Version 6 (modified by smm, 12 years ago) (diff)



These tests are aimed at determining how to partition the Object and DIASource tables to support efficient operation of the Association Pipeline (AP). The task of the AP is to take new DIASources produced by the Detection Pipeline (DP), and compare them with everything LSST knows about the sky at that point. This comparison will be used to generate Alerts that LSST and other observatories can use for followup observations, and is also used to bring LSSTs knowledge of the sky up to date.

The current AP design splits processing of a Field-of-View (FOV) into 3 phases. For context, here is a brief summary:

prepare phase
This phase of the AP is in charge of loading information about the sky that falls within (or is in close proximity to) a FOV into memory. We will know the location of a FOV roughly 30 seconds in advance of actual observation, and this phase of the AP will start when this information becomes available. The Object, DIASource, and Alert tables contain the information we will actually be comparing new DIASources against. Of these, Object is the largest, DIASource starts out small but becomes more and more significant towards the end of a release cycle, and Alert is relatively trivial in size.
compare-and-update phase
This phase takes new DIASources (produced by the DP) and performs a distance based match against the contents of Object and DIASource. The results of the match are then used to retrieve historical Alerts for any matched Objects. The results of all these matches and joins are sent out to compute nodes for processing - these compute nodes decide which Objects must be changed (or possibly removed), which DIASources correspond to previously unknown Objects, and which of them are cause for sending out an Alert. At this point, the AP enters its final phase.
The responsibility of this phase is to make sure that changes to Object (inserts, updates, possibly deletes), DIASource (inserts only), and Alert (inserts only) are present on disk. There is some (TODO: what is this number) amount of time during which we are guaranteed not to revisit the same FOV.

Note that LSST has a requirement to send out alerts within 60 seconds of performing an observation. Of the 3 AP phases, only compare-and-update is in the critical timing path.

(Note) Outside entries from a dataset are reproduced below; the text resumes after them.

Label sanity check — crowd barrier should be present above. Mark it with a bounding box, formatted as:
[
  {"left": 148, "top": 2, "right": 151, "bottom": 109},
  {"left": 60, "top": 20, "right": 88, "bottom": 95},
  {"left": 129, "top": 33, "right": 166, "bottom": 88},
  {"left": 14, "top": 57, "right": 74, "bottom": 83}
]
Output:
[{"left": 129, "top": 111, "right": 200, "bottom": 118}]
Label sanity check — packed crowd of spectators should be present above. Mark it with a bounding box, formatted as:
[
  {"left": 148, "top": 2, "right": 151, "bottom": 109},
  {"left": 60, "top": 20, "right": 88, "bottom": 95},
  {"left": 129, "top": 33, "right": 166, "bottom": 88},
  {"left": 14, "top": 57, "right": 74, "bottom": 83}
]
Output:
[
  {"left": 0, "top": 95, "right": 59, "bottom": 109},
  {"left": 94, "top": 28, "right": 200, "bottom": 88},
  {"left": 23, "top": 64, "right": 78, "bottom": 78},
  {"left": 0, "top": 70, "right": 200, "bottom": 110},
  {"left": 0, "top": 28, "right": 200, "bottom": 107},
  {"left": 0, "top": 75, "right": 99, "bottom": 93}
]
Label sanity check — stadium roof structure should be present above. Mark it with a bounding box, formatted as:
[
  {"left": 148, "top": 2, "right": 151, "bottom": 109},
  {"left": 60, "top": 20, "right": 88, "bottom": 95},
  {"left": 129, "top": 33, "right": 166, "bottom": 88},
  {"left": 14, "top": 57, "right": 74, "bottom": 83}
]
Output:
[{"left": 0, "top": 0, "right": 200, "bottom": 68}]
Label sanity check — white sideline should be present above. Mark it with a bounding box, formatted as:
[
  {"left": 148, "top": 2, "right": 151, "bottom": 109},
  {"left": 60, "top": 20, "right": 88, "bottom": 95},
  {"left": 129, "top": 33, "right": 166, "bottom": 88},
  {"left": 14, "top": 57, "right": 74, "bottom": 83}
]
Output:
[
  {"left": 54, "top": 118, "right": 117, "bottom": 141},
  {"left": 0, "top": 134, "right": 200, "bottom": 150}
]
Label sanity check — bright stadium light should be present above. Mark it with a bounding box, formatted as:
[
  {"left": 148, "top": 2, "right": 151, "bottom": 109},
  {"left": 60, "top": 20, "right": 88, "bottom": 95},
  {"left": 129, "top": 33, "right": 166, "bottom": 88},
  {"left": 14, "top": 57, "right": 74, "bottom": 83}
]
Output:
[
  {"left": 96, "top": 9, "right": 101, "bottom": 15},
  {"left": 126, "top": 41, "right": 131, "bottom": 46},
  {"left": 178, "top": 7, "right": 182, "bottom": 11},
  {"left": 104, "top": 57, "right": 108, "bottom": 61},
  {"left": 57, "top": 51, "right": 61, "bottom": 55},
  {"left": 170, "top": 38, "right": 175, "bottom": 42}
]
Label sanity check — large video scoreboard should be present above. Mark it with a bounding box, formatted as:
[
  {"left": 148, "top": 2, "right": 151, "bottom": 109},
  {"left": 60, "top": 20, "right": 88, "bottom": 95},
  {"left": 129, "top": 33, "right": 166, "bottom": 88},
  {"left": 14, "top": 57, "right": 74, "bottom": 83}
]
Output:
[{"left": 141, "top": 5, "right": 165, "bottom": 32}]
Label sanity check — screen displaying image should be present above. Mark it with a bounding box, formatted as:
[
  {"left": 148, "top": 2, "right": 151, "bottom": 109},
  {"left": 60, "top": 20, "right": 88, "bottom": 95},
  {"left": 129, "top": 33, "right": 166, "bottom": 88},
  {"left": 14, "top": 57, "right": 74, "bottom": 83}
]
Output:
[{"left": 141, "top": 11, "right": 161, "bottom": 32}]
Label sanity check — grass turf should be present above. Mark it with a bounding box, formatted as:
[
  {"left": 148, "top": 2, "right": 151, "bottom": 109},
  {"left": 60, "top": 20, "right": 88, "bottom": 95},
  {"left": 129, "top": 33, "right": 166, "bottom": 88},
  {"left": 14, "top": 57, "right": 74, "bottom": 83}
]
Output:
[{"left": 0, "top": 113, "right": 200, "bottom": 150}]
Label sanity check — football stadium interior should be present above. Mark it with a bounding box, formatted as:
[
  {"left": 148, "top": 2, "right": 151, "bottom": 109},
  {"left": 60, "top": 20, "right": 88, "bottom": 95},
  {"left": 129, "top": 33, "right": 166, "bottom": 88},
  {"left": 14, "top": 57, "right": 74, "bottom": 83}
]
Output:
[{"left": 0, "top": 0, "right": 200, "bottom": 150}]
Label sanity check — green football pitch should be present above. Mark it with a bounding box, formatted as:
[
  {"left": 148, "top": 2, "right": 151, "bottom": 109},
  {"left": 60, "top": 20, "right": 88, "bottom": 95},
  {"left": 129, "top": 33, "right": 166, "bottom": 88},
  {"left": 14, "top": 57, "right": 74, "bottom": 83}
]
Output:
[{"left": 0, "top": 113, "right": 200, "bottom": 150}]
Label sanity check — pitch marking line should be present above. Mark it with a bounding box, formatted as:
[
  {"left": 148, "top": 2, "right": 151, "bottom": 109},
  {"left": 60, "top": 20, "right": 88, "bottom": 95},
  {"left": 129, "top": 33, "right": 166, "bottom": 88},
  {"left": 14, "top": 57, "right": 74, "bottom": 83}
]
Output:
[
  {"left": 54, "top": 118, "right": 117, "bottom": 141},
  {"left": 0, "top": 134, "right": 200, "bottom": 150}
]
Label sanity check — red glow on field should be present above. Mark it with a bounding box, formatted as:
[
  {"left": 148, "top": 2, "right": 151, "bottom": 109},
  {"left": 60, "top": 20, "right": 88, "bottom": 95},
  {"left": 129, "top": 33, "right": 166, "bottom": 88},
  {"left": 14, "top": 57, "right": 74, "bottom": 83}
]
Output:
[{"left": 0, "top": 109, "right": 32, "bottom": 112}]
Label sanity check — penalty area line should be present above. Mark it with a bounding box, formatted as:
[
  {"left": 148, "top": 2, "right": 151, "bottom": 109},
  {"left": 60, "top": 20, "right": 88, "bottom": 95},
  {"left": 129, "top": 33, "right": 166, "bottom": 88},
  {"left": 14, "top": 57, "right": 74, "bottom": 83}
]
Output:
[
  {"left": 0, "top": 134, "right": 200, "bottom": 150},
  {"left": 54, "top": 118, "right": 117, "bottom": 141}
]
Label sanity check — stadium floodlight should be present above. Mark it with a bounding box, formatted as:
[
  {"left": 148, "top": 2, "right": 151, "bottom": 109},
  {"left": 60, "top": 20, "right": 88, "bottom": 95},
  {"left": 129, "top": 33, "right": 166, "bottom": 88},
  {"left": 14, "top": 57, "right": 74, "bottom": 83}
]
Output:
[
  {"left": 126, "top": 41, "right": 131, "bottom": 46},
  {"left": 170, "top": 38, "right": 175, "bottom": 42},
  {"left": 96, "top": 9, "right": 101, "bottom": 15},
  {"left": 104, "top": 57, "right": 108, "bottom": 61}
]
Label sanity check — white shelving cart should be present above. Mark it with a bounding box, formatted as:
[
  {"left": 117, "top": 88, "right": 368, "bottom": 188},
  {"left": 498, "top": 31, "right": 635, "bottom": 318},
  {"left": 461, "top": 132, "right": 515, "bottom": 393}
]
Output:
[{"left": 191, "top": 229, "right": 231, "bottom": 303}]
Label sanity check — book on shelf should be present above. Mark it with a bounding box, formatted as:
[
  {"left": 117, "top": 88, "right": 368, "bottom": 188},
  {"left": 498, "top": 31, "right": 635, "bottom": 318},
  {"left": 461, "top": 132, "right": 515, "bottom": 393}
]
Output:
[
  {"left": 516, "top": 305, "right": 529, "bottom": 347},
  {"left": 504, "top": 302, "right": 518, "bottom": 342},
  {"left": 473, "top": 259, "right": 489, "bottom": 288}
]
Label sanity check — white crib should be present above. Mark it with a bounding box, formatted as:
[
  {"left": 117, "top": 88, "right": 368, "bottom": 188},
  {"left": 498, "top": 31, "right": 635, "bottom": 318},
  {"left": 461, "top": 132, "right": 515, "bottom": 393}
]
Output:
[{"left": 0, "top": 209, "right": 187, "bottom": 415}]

This is illustrated by the following (greatly simplified) diagram:

Association Pipeline Phase Timeline

In this diagram, processing of a FOV starts right after observation, with the image processing pipeline (IPP) which is followed by the DP, and finally the AP. The yellow and red boxes together represent processing which must happen in the 60 second window.

The database tests are currently focused on how to partition Object and DIASource such that the prepare phase is as fast as possible, and on how to perform the distance based crossmatch of the compare-and-update phase. Tests of database updates, inserts, and of how quickly such changes can be moved from in-memory tables to disk based tables will follow.

The tests are currently being performed using the USNO-B catalog as a standin for the Object table. USNO-B contains 1045175763 objects, satsifying the DC2 requirement of simulating LSST operations at 10% scale.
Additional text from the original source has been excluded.